QIDI i-Mate
Specifications
Build Volume
Speed
Temperature
Layer Height
Construction
Physical
Information
Description
The QIDI i-Mate is an enclosed entry-level FDM printer that QIDI Technology released in 2021 at around $359. It's aimed at beginners, schools, and small workshops: it ships fully assembled, prints out of the box, and skips the kit-building headache. Its standout for the class is an all-metal enclosed frame paired with quiet stepper drivers.
The build volume is 260x200x200 mm. It runs Cartesian kinematics on an all-metal enclosed frame with a side window and an open front. A direct drive extruder with a nozzle that reaches 250 °C and a heated bed up to 110 °C handle PLA, PETG, and TPU comfortably. Print speed tops out at 150 mm/s, and the minimum layer height is 50 microns (0.05 mm). A spare 0.2 mm nozzle is included for finer detail. You control it through a 4.3-inch color touchscreen, with Wi-Fi, Ethernet, and USB, a filament runout sensor, and resume-after-power-loss.
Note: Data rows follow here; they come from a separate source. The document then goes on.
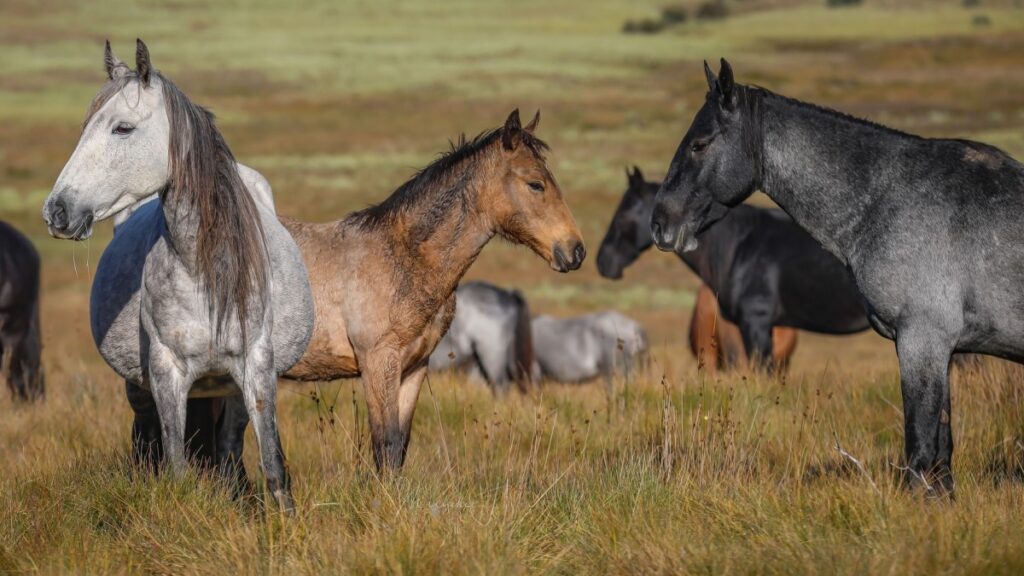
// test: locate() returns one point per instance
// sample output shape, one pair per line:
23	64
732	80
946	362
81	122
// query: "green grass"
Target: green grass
338	104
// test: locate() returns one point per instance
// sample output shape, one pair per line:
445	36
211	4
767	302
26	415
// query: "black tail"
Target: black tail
523	351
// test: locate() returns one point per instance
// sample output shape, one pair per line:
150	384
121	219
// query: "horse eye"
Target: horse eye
123	129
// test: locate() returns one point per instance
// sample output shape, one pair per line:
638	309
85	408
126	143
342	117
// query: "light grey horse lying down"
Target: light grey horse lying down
489	337
583	347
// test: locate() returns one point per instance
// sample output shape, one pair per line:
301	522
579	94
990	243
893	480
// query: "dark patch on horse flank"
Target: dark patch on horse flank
427	182
230	253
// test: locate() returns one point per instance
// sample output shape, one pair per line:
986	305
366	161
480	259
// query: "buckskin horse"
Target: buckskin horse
929	228
202	292
384	278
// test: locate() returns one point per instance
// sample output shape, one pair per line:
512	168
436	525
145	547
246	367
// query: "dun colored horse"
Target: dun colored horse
384	278
19	343
929	228
717	342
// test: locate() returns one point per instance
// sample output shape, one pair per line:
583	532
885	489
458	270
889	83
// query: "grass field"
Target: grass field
337	104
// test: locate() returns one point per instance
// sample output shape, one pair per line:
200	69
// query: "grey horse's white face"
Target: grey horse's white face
121	158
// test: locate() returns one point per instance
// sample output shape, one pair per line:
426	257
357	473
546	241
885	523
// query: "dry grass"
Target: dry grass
337	104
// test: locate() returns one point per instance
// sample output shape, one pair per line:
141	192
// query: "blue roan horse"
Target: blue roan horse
930	229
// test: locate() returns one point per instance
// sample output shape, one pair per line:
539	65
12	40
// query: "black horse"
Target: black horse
19	343
764	270
930	229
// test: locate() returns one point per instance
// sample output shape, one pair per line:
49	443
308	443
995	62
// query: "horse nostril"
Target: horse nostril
579	253
655	231
58	215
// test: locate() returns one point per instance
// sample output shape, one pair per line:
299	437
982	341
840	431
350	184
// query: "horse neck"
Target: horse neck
821	168
181	225
438	250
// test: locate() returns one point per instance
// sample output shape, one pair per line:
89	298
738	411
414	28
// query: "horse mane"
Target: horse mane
436	178
756	94
230	251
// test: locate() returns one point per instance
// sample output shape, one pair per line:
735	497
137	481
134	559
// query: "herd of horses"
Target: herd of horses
206	297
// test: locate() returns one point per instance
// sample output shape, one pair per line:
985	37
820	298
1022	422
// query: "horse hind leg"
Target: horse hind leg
924	362
230	443
259	393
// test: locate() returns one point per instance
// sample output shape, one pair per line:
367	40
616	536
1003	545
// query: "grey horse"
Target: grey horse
489	336
583	347
202	292
929	228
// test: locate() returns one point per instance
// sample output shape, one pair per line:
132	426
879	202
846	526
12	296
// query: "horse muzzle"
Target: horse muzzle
562	262
62	222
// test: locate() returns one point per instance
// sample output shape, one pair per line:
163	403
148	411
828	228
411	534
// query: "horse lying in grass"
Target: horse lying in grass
202	292
717	343
489	336
384	278
19	339
574	350
929	228
763	269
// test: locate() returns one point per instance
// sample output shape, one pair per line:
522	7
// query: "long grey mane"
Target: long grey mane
205	187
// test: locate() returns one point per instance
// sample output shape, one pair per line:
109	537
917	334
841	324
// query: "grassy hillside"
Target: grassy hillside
337	104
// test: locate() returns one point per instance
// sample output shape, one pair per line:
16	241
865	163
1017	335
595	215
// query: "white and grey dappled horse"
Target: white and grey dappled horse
583	347
489	336
202	292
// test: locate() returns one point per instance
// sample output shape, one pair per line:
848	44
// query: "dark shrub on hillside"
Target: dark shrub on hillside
646	26
713	9
673	14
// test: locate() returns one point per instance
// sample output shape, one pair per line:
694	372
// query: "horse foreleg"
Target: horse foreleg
169	384
409	393
259	393
756	330
924	363
230	443
382	377
146	446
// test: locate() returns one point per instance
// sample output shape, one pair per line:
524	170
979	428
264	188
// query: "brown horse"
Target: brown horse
19	341
384	278
717	342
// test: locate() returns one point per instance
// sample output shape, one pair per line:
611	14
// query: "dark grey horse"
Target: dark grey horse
764	270
489	336
19	345
931	230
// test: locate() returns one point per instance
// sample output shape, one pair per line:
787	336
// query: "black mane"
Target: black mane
425	182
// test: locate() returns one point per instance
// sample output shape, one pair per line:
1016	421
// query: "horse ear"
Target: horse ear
727	85
142	66
636	177
115	68
712	81
532	123
512	132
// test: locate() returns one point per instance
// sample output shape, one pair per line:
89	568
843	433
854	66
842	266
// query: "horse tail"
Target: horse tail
523	347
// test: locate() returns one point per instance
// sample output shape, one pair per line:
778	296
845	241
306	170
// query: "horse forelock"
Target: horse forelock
231	258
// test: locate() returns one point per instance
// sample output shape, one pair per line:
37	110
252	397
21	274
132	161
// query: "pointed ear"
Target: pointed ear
728	85
636	177
142	66
115	68
512	131
532	123
712	81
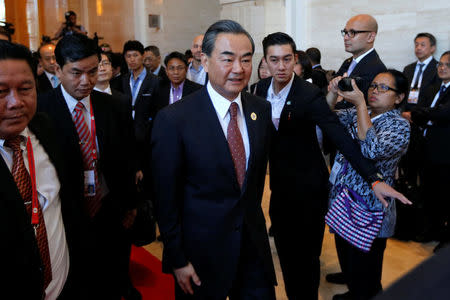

Quiet TMC2209 drivers keep noise around 50 dB.
Advantages
- Ready out of the box — the printer ships fully assembled and calibrated, so a beginner can start printing without building anything
- Quiet operation — TMC2209 drivers hold noise around 50 dB, so you can run it in a living room or classroom
- All-metal enclosed frame — the rigid body damps vibration and shields prints from drafts, which helps first-layer consistency
- Handy magnetic plate — a removable flexible bed on high-temp magnets lets you pop parts off by flexing the panel, no scraper needed
- Two nozzles included — a stock 0.4 mm for everyday printing and a spare 0.2 mm for small details
- Flexible connectivity and features — Wi-Fi, Ethernet, and USB, a 4.3-inch color touchscreen, a filament sensor, and power-loss resume
Disadvantages
- Manual bed leveling — there's no auto leveling, so you set the bed by hand with the screws; owners add a BLTouch probe for reliable auto leveling
- Nozzle caps at 250 °C — with no active chamber heating, that effectively limits you to PLA, PETG, and TPU, and reliable ABS is a struggle
- Discontinued — original spare parts and official support are hard to find, and you shouldn't expect firmware updates
- Modest speed by today's standards — 150 mm/s is noticeably slower than current CoreXY machines in the same price bracket
The QIDI i-Mate suits beginners who want a simple, reliable plug-and-print machine, plus schools and offices that value quiet operation and an enclosed frame. It's a sensible pick for printing PLA, PETG, and TPU — prototypes, household parts, and learning models — without diving into fine tuning.
Bottom line: the i-Mate is an honest budget entry-level printer of its era — reliable, quiet, and pre-assembled. Its strength is simplicity and consistency; its weak spots are manual bed leveling, a low nozzle temperature, and its discontinued status.